SCCA moved up the summer launch of its Acute Clinical Evaluation clinic, an after-hours urgent care service long sought by patients and providers. Now cancer patients will have a place to go — other than the ER — when they develop pain, fever, severe nausea or other treatment-related issues.

“The ACE clinic will be manned by nurse practitioners and will be able to do blood draws, imaging or give an infusion of fluids if necessary,” Gralow said. “We started last week and have already kept more than three dozen patients out of the ER.”

Cancer centers have also received “emergency pandemic waivers” that allow them to do telemedicine and be reimbursed for it. Gralow said that might not stick post-pandemic, “but we’ll have put a system in place so we know how to do it.”

“After this is over, I think we’ll end up doing more telehealth,” she said.

Another bright spot: research. Fred Hutch has dozens of researchers working on COVID-19 studies and is helping to orchestrate the launch of two new registries designed to crowdsource data on patients with cancer and COVID-19 to help clinicians better manage their patients in real time.

And while researchers in the Seattle Cancer Consortium have seen many clinical trials pause, the National Cancer Institute is mulling workarounds. In days to come, oral drugs may be shipped directly to patients and local docs, not trial-site physicians, who may be tapped to conduct patient assessments and collect specimens.  

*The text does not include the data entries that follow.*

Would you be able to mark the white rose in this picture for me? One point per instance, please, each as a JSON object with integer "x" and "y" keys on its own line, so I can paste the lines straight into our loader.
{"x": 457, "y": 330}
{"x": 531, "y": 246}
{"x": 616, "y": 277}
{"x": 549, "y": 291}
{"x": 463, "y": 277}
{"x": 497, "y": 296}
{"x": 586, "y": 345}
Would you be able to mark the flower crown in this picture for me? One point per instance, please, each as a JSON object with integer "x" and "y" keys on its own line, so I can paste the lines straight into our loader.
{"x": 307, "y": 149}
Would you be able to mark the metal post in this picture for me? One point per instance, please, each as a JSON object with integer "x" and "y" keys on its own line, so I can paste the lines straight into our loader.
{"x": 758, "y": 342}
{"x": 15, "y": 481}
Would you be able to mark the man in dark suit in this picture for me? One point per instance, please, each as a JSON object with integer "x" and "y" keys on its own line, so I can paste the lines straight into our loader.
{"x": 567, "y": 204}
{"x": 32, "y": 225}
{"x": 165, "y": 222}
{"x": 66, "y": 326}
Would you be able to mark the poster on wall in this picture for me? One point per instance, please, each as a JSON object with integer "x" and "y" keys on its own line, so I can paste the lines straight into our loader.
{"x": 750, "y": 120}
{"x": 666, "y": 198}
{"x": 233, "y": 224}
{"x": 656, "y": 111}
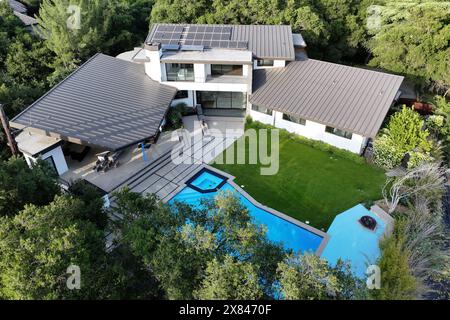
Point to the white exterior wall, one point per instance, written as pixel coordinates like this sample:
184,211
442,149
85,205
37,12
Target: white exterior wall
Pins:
276,64
312,130
154,69
208,86
262,117
188,101
58,159
200,72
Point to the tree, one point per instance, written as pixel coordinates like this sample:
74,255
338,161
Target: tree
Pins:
439,123
94,204
424,184
404,134
40,243
308,277
331,28
179,11
164,238
20,185
74,31
230,280
28,60
414,40
10,27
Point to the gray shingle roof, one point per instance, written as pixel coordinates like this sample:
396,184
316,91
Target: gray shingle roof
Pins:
107,102
26,20
17,6
347,98
265,41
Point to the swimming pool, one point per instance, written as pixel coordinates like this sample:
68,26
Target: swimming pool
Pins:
351,242
206,184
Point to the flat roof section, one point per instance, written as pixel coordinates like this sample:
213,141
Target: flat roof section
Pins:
107,102
221,56
36,144
264,41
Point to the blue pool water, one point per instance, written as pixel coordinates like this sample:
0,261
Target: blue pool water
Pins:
207,181
351,242
278,230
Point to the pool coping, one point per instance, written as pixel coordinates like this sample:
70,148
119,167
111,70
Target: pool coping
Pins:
205,191
325,236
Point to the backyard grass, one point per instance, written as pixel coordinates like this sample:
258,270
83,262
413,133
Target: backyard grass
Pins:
311,184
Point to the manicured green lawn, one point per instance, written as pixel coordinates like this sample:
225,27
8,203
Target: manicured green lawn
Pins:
311,185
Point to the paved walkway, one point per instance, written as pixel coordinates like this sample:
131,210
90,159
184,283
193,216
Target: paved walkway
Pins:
164,176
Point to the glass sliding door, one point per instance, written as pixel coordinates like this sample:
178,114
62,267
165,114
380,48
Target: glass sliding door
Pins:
179,72
218,70
222,100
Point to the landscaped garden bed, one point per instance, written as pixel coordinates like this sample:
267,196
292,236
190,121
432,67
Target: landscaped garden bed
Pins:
315,182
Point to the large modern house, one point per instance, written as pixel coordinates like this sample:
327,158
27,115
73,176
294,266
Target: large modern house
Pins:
111,106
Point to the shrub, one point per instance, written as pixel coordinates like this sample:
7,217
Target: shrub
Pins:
404,134
397,281
385,153
418,158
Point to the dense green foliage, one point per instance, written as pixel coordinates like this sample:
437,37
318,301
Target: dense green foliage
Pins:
229,257
40,243
414,40
420,236
404,134
30,65
314,182
307,277
103,26
23,63
92,198
230,280
20,185
397,281
164,241
332,28
439,123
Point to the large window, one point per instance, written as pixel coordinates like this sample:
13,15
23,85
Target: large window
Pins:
297,120
179,72
264,63
183,94
338,132
222,100
226,70
51,163
262,110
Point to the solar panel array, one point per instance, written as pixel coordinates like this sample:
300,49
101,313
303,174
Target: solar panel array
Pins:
206,36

“We’re making lemonade out of lemons,” Gralow said. “But some of our clinical trials will take a huge hit. And we’re all going to take a big financial hit in the long run.”

Still, through cancer and now the novel coronavirus, providers and patients carry on.

Sapien, whose 7-year-old son Landen was already in quarantine due to multiple chemotherapies for his leukemia, remains undaunted — by cancer, by COVID-19 or by the delays in her treatment.

“I’ve been a social worker for 20 years so I’ve been exposed to a lot of adversity,” she said. “People have a lot of resilience. If we both survive cancer and COVID, I know we’ll come out the other side stronger and better. I’m trying to channel Dory right now; I even got a tattoo. Just keep swimming. That’s totally my anthem.”